AGILE GIScience Ser., 1, 15, 2020
https://doi.org/10.5194/agile-giss-1-15-2020
© Author(s) 2020. This work is distributed under
the Creative Commons Attribution 4.0 License.

  15 Jul 2020

15 Jul 2020

Comparing supervised learning algorithms for Spatial Nominal Entity recognition

Amine Medad1, Mauro Gaio1, Ludovic Moncla2, Sébastien Mustière3, and Yannick Le Nir4 Amine Medad et al.
  • 1Pau University (UPPA), LMAP, UMR 5142 Pau, France
  • 2INSA Lyon, LIRIS UMR 5205, Lyon, France
  • 3Univ. Paris-Est, LASTIG IGN, Saint-Mandé, France
  • 4EISTI, Pau, France

Keywords: Geographic Information Retrieval, Natural Language Processing, Nominal Entity Recognition

Abstract. Discourse may contain both named and nominal entities. Most common nouns or nominal mentions in natural language do not have a single, simple meaning but rather a number of related meanings. This form of ambiguity led to the development of a task in natural language processing known as Word Sense Disambiguation. Recognition and categorisation of named and nominal entities is an essential step for Word Sense Disambiguation methods.
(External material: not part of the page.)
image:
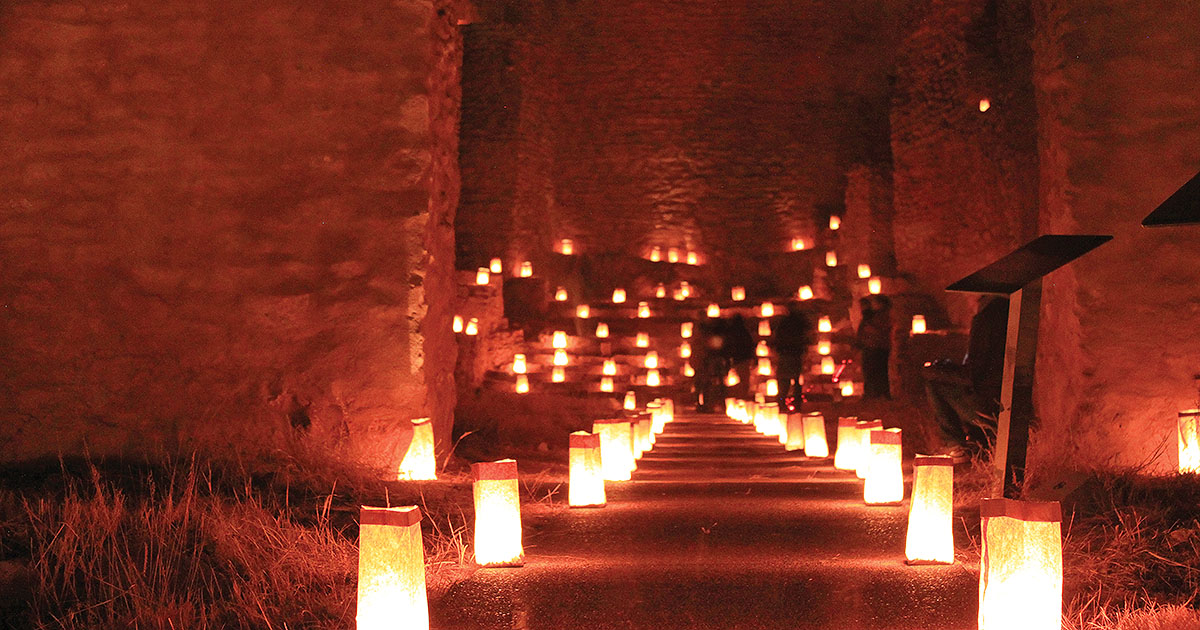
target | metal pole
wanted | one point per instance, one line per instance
(1017, 391)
Up to now, named entity recognition and categorisation systems mainly focused on the annotation, categorisation and identification of named entities. This paper focuses on the annotation and the identification of spatial nominal entities. We explore the combination of Transfer Learning principle and supervised learning algorithms, in order to build a system to detect spatial nominal entities. For this purpose, different supervised learning algorithms are evaluated with three different context sizes on two manually annotated datasets built from Wikipedia articles and hiking description texts. The studied algorithms have been selected for one or more of their specific properties potentially useful in solving our problem. The results of the first phase of experiments reveal that the selected algorithms have similar performances in terms of ability to detect spatial nominal entities. The study also confirms the importance of the size of the window to describe the context, when word-embedding principle is used to represent the semantics of each word.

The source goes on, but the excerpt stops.